Been there, done that, don’t want the T-shirt.
As has been mentioned upthread, a debt-consolidation loan buys out several high-interest debts with a single debt with a hopefully lower interest rate and monthly payment.
The next step, if needed, is “credit counselling”, in which a counsellor receives money from you, takes over the payments to the creditors, handles all contacts with the creditors to get them off your back, and may negotiate lower payments. In my area (Ontario province, Canada), this was handled by a branch of a social service agency affiliated with the regional government.
Ontario Associaltion of Credit Counselling Services
The next step, if needed, is a “Consumer Proposal”. This is a formal legal document offering to pay back part or all of the debt. In Ontario, the proposal is presented to the creditors, who have a certain amount of time to respond. If they do not respond, the proposal is considered to be accepted. Here you make a payment, but the rest of your affairs and assets remain in your hands.
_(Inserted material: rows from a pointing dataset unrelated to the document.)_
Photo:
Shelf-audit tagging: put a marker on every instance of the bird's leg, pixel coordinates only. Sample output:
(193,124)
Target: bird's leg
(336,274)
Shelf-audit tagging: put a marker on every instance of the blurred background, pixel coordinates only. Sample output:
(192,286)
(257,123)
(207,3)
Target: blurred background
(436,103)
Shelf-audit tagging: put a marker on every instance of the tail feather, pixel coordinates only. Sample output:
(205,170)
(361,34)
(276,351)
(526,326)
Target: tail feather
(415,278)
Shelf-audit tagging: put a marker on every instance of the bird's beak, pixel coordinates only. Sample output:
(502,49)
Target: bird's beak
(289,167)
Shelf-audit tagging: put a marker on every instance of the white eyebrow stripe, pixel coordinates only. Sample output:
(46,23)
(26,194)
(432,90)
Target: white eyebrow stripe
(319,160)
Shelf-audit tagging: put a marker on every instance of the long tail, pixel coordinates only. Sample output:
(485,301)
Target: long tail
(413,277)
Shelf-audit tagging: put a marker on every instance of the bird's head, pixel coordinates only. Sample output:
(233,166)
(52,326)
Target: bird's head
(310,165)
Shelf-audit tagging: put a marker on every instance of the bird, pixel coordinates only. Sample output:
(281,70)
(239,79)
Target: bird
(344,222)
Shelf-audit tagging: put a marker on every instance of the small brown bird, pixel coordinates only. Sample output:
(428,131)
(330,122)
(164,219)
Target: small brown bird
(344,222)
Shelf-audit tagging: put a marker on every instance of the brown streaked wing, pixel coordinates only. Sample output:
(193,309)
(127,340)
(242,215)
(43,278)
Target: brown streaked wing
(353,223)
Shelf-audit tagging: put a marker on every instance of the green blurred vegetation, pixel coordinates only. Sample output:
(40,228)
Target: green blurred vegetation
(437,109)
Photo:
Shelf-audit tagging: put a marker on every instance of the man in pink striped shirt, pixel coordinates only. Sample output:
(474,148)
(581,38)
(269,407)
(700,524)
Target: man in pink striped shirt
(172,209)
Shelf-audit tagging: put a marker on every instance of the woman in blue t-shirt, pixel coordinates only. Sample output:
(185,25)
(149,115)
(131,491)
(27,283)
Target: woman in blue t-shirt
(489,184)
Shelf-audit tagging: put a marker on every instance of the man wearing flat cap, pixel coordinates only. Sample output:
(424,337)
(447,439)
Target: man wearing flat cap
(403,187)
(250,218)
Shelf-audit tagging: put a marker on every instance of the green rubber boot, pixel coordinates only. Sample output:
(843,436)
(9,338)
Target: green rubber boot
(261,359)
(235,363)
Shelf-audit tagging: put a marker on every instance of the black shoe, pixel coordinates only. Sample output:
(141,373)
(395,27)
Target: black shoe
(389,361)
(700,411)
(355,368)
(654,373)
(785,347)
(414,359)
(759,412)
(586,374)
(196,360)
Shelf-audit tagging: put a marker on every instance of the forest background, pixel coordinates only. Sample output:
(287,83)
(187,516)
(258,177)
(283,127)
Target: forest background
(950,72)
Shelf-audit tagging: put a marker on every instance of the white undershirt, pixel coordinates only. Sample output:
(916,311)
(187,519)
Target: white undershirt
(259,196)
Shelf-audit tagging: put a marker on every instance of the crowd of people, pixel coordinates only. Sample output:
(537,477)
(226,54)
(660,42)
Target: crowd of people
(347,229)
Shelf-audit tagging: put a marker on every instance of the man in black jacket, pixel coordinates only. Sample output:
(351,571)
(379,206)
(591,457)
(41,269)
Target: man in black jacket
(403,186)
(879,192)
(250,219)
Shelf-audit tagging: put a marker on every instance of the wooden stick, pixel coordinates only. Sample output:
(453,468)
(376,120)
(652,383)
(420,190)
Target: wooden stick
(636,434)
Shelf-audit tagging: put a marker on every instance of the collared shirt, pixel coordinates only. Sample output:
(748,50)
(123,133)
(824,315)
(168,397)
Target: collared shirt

Beyond this lies formal bankruptcy. This too is a legal procedure, but it has far greater restrictions and implications. Essentially a trustee takes over all of your financial affairs. All of your income and assets go to the trustee for debt repayment except those that you need for survival.
Both the consumer proposal and the bankruptcy are handled by bankruptcy trustees.
As for the OP re credit rating, I was told that, by the time you need these services, your credit rating is already about as bad as it can get, so it doesn’t make a difference from that viewpoint. More important is getting things under control: in other words, survival.
I seem to remember from my credit-card agreements that payments to the cards went to interest first. Each month was treated as a loan, and you paid the interest on that loan, then any additional funds went to reducing the principal.